Bruselas premia a quienes se interesan en serio por su historia arquitectónica. Si las Galeries despiertan ese interés, la guía del Art Nouveau en Bruselas es el paso lógico siguiente: la contribución de la ciudad a ese movimiento es tan significativa como este pasaje lo es para el diseño comercial neoclásico.
Consejos de experto
- Entre por el lado del Marché aux Herbes (la entrada de la Galerie du Roi) en lugar de por Montagne aux Herbes Potagères: la perspectiva desde ese extremo, mirando a lo largo de toda la galería, ofrece la mejor primera impresión.
- La tienda de Neuhaus dentro del pasaje es el local histórico de la marca, pero si quiere comparar precios, otras chocolaterías belgas en las calles cercanas ofrecen calidad similar a menor costo. Compre aquí por la experiencia, no necesariamente por el mejor precio.
- Si visita en una noche entre semana cuando el Théâtre des Galeries tiene función, el pasaje se llena brevemente de gente elegantemente vestida, lo que le da una atmósfera muy distinta a la del flujo turístico diurno. Vale la pena programar la visita así si le interesa la vida cultural local.
- Los apartamentos de los pisos superiores se ven a veces a través de ventanas abiertas o puertas de balcón. El pasaje fue concebido como un espacio para vivir y trabajar, y esos rastros residenciales son uno de los detalles que lo distinguen de los pasajes puramente comerciales de épocas posteriores.
- En días de lluvia, la galería funciona como refugio natural entre dos calles concurridas. Bruselas tiene un clima oceánico con lluvias frecuentes durante todo el año, así que conviene conocer este recorrido: puede ir desde la Grand-Place hacia las calles del Ilot Sacré sin mojarse.
¿Para quién es Galeries Royales Saint-Hubert?
- Entusiastas de la arquitectura y el diseño que quieran entender Bruselas antes de la era del Art Nouveau
- Quienes buscan chocolate belga de marcas reconocidas en un entorno con mucho carácter
- Viajeros sorprendidos por la lluvia que necesitan un espacio interior hermoso y gratuito en el centro
- Parejas que buscan un paseo tranquilo y elegante por el corazón histórico de la ciudad
- Visitantes por primera vez en Bruselas que quieren una orientación rápida y sin esfuerzo a la grandeza de la ciudad
Atracciones cercanas
Otras cosas que ver en Grand-Place & Îlot Sacré:
- Centro Belga del Cómic
Ubicado en una obra maestra del Art Nouveau diseñada por Victor Horta, el Centro Belga del Cómic cuenta la historia de la extraordinaria contribución de Bélgica al arte del cómic. De Tintín a los Pitufos, esta es una de las experiencias museísticas más enriquecedoras de Bruselas para visitantes de casi cualquier edad.

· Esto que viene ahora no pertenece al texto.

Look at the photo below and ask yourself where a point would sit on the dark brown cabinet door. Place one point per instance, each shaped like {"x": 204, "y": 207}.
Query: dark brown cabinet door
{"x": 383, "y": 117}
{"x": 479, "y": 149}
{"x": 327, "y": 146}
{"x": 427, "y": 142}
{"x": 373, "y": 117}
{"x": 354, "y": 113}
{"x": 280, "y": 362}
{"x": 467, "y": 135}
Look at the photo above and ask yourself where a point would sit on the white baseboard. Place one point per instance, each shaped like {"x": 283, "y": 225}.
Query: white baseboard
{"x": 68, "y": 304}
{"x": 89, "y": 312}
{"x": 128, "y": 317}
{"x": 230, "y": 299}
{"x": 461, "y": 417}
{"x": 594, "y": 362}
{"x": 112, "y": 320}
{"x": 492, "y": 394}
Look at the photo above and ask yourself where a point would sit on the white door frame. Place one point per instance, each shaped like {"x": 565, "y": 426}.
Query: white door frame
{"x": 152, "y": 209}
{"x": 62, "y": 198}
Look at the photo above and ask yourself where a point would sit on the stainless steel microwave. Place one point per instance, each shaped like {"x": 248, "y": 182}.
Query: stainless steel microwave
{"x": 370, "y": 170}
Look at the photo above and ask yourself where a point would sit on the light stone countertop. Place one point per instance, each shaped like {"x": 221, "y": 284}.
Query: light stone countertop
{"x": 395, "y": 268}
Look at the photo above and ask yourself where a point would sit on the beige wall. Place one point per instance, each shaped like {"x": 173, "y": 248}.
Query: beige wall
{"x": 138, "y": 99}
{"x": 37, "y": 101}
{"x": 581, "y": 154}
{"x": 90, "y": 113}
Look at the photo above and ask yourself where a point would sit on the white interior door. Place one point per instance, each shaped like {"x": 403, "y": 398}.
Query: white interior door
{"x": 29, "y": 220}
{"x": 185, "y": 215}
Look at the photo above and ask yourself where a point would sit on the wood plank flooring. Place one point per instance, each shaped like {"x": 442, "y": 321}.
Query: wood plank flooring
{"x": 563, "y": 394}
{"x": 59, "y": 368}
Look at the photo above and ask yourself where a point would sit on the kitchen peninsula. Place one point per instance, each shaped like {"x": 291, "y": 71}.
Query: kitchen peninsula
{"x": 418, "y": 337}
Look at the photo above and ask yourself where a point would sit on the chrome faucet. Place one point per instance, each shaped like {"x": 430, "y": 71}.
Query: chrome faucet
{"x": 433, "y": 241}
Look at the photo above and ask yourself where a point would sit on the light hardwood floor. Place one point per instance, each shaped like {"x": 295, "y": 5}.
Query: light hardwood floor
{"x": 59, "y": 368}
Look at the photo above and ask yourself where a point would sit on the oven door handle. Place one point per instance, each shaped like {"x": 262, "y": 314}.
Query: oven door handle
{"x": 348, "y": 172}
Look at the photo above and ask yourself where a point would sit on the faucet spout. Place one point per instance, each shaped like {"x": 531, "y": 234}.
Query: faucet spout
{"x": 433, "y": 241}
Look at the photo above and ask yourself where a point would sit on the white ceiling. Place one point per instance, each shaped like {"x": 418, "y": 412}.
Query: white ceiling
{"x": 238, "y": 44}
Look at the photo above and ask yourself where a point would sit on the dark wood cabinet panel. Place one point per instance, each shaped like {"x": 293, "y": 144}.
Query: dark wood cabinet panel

- Museo de la Cerveza de Bruselas
En los sótanos de una casa gremial barroca en la Grand-Place, el Museo de los Cerveceros Belgas (Musée des Brasseurs belges) cuenta la historia de la cervecería belga con equipos históricos, documentos y una cerveza incluida en la entrada de €5. Pequeño, tranquilo y con mucho ambiente, es una visita que recompensa la curiosidad sobre una de las grandes exportaciones culturales de Bélgica.
- Ayuntamiento de Bruselas (Hôtel de Ville)
El Ayuntamiento de Bruselas, conocido como Hôtel de Ville de Bruxelles, es el edificio gótico que lleva siglos presidiendo la Grand-Place, declarada Patrimonio de la Humanidad por la UNESCO. El acceso al interior es solo mediante visita guiada, por lo que conviene planificarlo con antelación. El exterior, en cambio, se puede admirar libremente a cualquier hora.
- Catedral de San Miguel y Santa Gúdula
Alzándose sobre una amplia escalinata de piedra a pocos minutos de la Grand-Place, la Catedral de San Miguel y Santa Gúdula es el edificio religioso más importante desde el punto de vista arquitectónico de toda Bélgica. La entrada a la nave principal es gratuita, las vidrieras se encuentran entre las más bellas del norte de Europa, y el ambiente cambia radicalmente entre la calma de la mañana temprana y el bullicio de los grupos turísticos por la tarde.